There are many human characters. Predictably, they can be grouped into good or bad. The plot's resolution ensures that the good characters go unharmed, while the bad characters are killed off. There is no complexity here. You will know almost immediately whether a specific character is in the good or bad camp.

There is a ruthless and beautiful brunette (Elza González), an adorable deaf little girl fluent in sign language (Kaylee Hottle), a middle-aged mad scientist (Demián Bichir), and many others of marginal interest.

Given the film's title, it is inevitable that Godzilla and Kong meet and engage in battle. It is equally inevitable that neither will be destroyed, because they are needed for the next installment(s) in the franchise. Indeed, it is more likely that they will team up to defeat a third nemesis, a robot Godzilla created by the mad scientist. No matter how bad-ass the robot Godzilla may be, it is certain he will receive his due comeuppance.

How others will see it. So, the human characters are mostly boring. The plot is bogus, and the action is predictable. But not many viewers care about those things. What they want to know is, are the battle scenes awesome? Are the special effects convincing?

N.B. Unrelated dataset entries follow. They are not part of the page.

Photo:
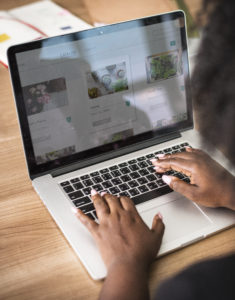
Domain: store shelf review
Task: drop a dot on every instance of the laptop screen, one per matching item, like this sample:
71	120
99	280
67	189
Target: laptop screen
88	93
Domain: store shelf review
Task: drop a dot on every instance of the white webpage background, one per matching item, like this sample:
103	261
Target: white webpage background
149	102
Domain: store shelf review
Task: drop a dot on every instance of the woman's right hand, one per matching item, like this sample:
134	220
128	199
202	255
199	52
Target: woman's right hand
211	185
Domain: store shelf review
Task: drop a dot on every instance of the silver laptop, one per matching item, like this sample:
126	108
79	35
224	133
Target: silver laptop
94	107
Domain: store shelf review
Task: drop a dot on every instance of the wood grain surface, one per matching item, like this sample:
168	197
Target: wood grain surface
36	261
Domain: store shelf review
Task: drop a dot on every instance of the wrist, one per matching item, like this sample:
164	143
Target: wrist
230	199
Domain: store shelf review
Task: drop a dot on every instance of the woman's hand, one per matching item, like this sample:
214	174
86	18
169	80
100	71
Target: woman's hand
211	185
121	235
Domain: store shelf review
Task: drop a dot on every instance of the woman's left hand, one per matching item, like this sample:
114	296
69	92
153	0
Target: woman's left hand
121	235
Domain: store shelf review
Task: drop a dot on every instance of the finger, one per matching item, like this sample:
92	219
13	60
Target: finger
113	202
188	190
175	163
127	203
90	224
102	208
158	226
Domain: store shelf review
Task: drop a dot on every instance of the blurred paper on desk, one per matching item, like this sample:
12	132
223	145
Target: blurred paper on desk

From their perspective, the answers are, respectively, Not Really and Pretty Good. The battles look like a WWE tag team match that takes place in a city where the skyscrapers are the same size as the combatants. The special effects are exactly as the viewer expects them to be. They look good, but lack the charm of the stop-motion animation in King Kong (1933), or the campy fun of a man in a zip-up Godzilla suit knocking over toy train sets.

How I felt about it. The ultimate purpose of any movie is to make money. Especially in recent decades, the best way to make money is to own a franchise and release installments every few years. These franchises tend to be oriented toward young adults, who have the greatest engagement with new releases.

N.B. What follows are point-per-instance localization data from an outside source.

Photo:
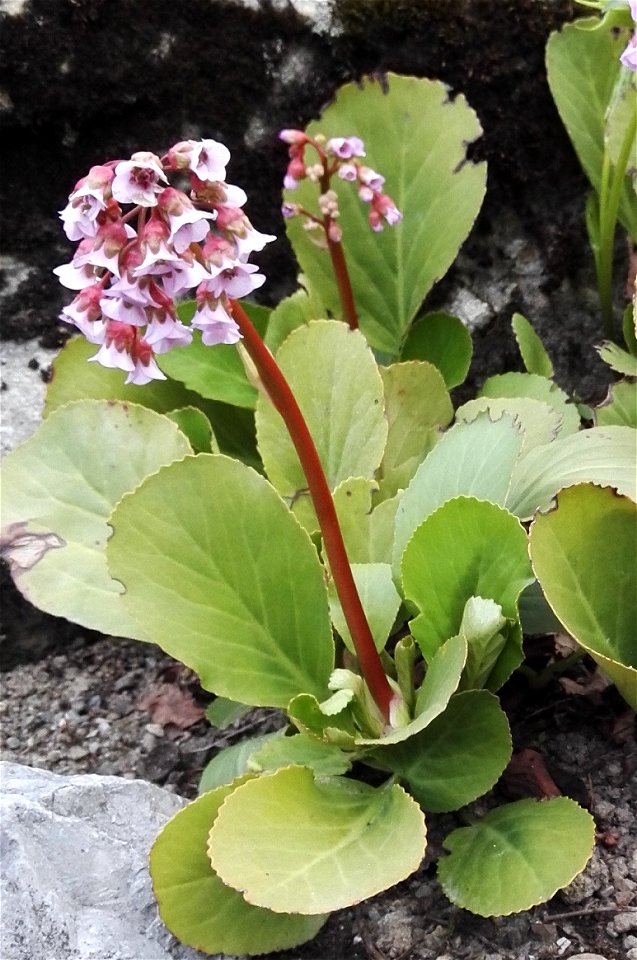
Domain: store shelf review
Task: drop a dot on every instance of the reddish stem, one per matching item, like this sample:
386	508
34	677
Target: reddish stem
284	401
341	273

One wonders, was there ever a path for Godzilla vs. Kong to be good? There are in fact two paths, horror and parody, but neither are promising. It should be noted that despite the many prior movies in the Kong and Godzilla franchises, the best regarded is the original King Kong. The Toho Godzilla movies were made for a pre-adolescent audience. The original Kong was interesting for his lust for blonde women, but that character trait is now politically incorrect and thus eliminated.

Kong is still hapless in the thrall of selfish and ambitious humans, whether they be promotor Carl Denham or bad girl Mala Simmons. That is when we feel most sorry for Kong, as he is out of element and doesn't understand his surroundings. It's not enough to put the film over.